Problems Found During Preventive Maintenance

One of the aims of preventive maintenance is to find problems before they get serious. However, if you find a significant problem, it's important to make sure the problem gets noted within your records.

For example, suppose you're performing a regular oil change on a car and discover a headlight broken due to vandalism. If you just repair the light and write it up as part of the regular oil change, you lose what might be valuable information. After all, many companies like to track losses due to vandalism; if you know the exact costs of vandalism, you can make informed judgments about hiring new security guards or implementing other security measures.

Similar situations are common: you're inspecting one type of problem, you notice something else at the same time, and you make an appropriate repair. It's important that you don't let information about the repair fall between the cracks.
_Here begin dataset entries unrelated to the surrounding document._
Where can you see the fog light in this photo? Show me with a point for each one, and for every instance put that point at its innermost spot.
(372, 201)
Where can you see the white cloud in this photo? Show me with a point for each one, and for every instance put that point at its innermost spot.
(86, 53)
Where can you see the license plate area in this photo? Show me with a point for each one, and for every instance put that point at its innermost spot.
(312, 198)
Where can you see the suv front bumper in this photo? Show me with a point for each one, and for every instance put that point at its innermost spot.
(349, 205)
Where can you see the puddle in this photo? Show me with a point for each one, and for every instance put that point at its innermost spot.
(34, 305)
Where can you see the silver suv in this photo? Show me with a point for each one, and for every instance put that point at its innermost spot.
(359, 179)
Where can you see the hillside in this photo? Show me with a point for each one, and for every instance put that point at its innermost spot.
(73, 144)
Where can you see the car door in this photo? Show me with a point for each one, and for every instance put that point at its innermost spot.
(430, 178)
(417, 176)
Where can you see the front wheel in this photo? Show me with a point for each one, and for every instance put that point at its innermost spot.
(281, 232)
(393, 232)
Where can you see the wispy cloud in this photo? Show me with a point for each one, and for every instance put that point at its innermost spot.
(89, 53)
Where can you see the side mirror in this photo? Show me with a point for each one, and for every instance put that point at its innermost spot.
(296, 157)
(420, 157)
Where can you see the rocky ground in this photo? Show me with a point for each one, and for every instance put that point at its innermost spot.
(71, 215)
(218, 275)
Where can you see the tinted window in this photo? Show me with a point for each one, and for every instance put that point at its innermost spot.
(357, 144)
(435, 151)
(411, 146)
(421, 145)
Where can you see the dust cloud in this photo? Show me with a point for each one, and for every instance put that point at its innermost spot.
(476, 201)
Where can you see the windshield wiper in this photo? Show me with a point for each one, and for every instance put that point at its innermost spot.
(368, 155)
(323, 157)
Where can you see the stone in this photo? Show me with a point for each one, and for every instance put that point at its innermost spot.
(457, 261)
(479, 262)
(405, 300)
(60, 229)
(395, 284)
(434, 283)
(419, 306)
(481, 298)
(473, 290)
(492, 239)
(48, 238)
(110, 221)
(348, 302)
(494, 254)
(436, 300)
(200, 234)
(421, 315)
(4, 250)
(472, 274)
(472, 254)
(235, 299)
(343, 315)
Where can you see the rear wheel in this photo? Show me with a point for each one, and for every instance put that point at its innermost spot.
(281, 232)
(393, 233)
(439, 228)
If you're using a CMMS, you must choose how you'll write up what was done. In our broken headlight example, you could just add a comment to the preventive maintenance work order saying, "I also fixed a headlight." But side comments are usually easy to overlook and hard to incorporate in analysis reports. It would probably be better to create a new work order for the headlight so it's separate from the preventive maintenance job. This work order can include any pertinent information. In particular, you might use a closing code or some other mechanism to record that the damage was due to vandalism. This puts the important information into your CMMS system and makes it easy to identify when you're creating analysis reports.